Mercure. — Chansons ! D’où vient donc que tu n’osas jamais te présenter, et répondre aux accusations ?

Alcibiade. — Je me serais livré à eux, s’il eût été question de toute autre chose : mais comme il s’agissait de ma vie, je ne l’aurais pas confiée à ma propre mère.

Mercure. — Voilà une lâche réponse.
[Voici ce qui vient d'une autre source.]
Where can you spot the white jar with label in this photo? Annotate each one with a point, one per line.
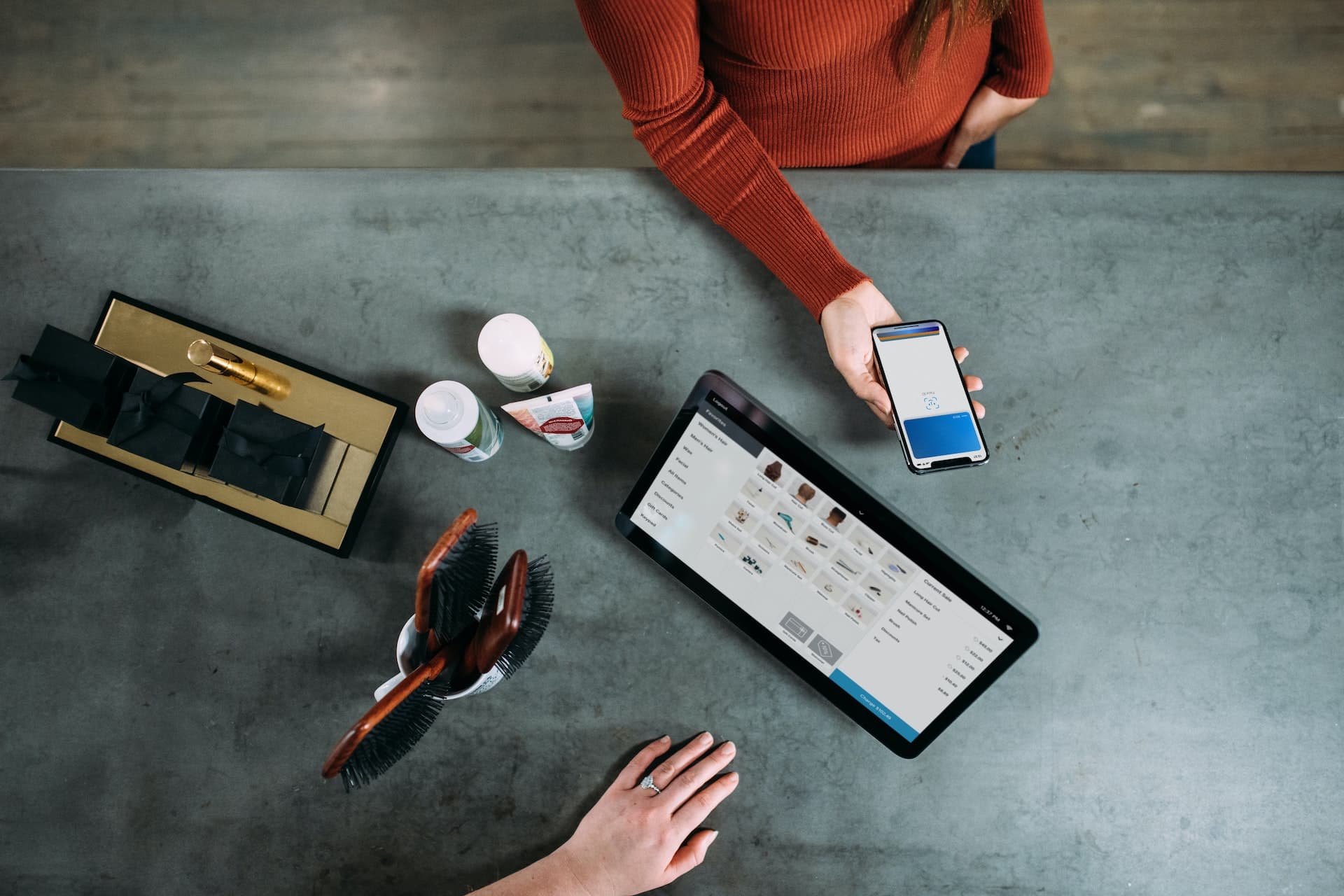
(452, 416)
(514, 351)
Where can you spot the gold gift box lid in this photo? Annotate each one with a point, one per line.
(363, 424)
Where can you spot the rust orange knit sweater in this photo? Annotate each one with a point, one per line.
(723, 93)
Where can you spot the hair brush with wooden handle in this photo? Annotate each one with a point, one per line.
(476, 660)
(454, 583)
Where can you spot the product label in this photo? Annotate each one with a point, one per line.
(562, 425)
(482, 442)
(534, 378)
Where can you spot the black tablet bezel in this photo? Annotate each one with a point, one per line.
(874, 514)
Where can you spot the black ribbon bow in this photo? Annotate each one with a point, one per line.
(283, 457)
(92, 390)
(146, 407)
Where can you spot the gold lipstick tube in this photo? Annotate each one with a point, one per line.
(219, 360)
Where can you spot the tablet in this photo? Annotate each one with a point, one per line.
(813, 567)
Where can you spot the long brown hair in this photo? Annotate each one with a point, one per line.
(923, 14)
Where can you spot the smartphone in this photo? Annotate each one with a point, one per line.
(934, 418)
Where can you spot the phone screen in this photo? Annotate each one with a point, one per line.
(932, 409)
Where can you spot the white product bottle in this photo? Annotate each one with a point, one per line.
(514, 351)
(452, 416)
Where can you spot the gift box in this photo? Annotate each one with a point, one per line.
(268, 453)
(166, 421)
(73, 381)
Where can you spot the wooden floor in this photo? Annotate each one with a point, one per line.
(1139, 85)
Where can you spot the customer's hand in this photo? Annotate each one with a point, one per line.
(635, 840)
(984, 115)
(847, 324)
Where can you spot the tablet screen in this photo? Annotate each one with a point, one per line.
(804, 566)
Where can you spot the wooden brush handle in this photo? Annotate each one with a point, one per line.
(500, 620)
(393, 699)
(425, 580)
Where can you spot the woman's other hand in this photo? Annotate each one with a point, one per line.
(984, 115)
(847, 324)
(635, 840)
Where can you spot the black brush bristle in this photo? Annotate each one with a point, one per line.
(463, 580)
(396, 735)
(537, 615)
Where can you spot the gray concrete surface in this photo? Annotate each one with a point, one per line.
(1164, 378)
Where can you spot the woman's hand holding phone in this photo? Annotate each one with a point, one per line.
(847, 324)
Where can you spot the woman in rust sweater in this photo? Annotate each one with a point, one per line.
(723, 93)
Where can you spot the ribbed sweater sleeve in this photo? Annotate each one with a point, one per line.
(652, 49)
(1021, 59)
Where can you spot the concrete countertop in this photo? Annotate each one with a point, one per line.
(1164, 379)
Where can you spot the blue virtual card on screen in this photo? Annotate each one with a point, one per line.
(941, 435)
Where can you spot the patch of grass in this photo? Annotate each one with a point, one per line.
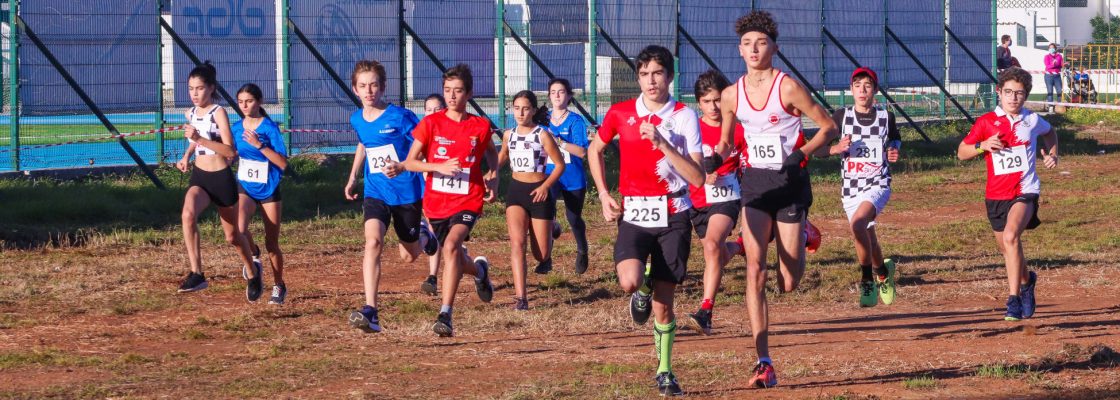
(924, 382)
(1001, 371)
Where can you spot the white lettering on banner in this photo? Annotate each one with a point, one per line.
(1009, 160)
(646, 211)
(379, 157)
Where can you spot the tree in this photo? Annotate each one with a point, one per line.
(1106, 31)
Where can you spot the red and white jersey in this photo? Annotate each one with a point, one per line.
(772, 132)
(1011, 170)
(728, 171)
(645, 170)
(446, 139)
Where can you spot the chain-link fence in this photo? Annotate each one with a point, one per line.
(131, 57)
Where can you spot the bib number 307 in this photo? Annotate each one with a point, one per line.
(646, 211)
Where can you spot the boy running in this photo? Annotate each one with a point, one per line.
(450, 147)
(1007, 138)
(659, 149)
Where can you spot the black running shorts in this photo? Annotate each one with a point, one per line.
(998, 211)
(700, 216)
(518, 194)
(666, 249)
(784, 196)
(404, 217)
(220, 185)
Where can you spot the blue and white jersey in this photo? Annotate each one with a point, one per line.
(386, 138)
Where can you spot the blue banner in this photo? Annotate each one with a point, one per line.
(238, 36)
(110, 47)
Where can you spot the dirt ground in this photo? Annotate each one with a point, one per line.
(104, 321)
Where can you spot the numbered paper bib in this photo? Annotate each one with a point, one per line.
(765, 149)
(1009, 160)
(458, 184)
(379, 157)
(725, 189)
(867, 150)
(254, 171)
(522, 160)
(646, 211)
(565, 154)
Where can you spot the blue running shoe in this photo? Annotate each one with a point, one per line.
(1027, 295)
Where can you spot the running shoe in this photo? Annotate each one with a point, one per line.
(1014, 308)
(580, 262)
(193, 282)
(279, 294)
(812, 238)
(867, 294)
(254, 287)
(429, 286)
(483, 286)
(1027, 295)
(887, 284)
(365, 319)
(544, 267)
(641, 307)
(442, 326)
(701, 321)
(432, 245)
(668, 385)
(763, 375)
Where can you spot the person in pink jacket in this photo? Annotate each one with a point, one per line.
(1053, 63)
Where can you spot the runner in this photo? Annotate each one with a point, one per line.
(1008, 139)
(869, 140)
(431, 104)
(262, 158)
(659, 149)
(776, 192)
(716, 203)
(392, 194)
(450, 147)
(212, 180)
(571, 136)
(530, 205)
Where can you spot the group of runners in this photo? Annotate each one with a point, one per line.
(740, 161)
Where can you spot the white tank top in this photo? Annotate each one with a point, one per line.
(771, 132)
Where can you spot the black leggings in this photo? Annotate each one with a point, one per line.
(574, 205)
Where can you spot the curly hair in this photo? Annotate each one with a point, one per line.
(757, 21)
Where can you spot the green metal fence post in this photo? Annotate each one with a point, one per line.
(286, 75)
(14, 82)
(500, 36)
(593, 57)
(159, 86)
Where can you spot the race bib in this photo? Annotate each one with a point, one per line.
(522, 160)
(565, 154)
(646, 211)
(1009, 160)
(458, 184)
(866, 150)
(765, 149)
(252, 170)
(380, 157)
(725, 189)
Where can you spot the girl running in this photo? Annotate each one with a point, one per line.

N’as-tu point de honte de me la faire ? Toi qui savais hasarder ta vie à la merci d’un charretier brutal, dès ta plus tendre enfance, tu n’as point osé mettre ta vie entre les mains des juges pour sauver ton honneur dans un âge mûr ! Ô mon ami, il fallait que tu te sentisses coupable.

Alcibiade. — C’est qu’un enfant qui joue dans un chemin, et qui ne veut pas interrompre son jeu pour laisser passer une charrette, fait par dépit et par mutinerie ce qu’un homme ne fait point par raison. Mais enfin vous direz ce qu’il vous plaira, je craignis mes envieux et la sottise du peuple, qui se met en fureur quand il est question de toutes vos divinités.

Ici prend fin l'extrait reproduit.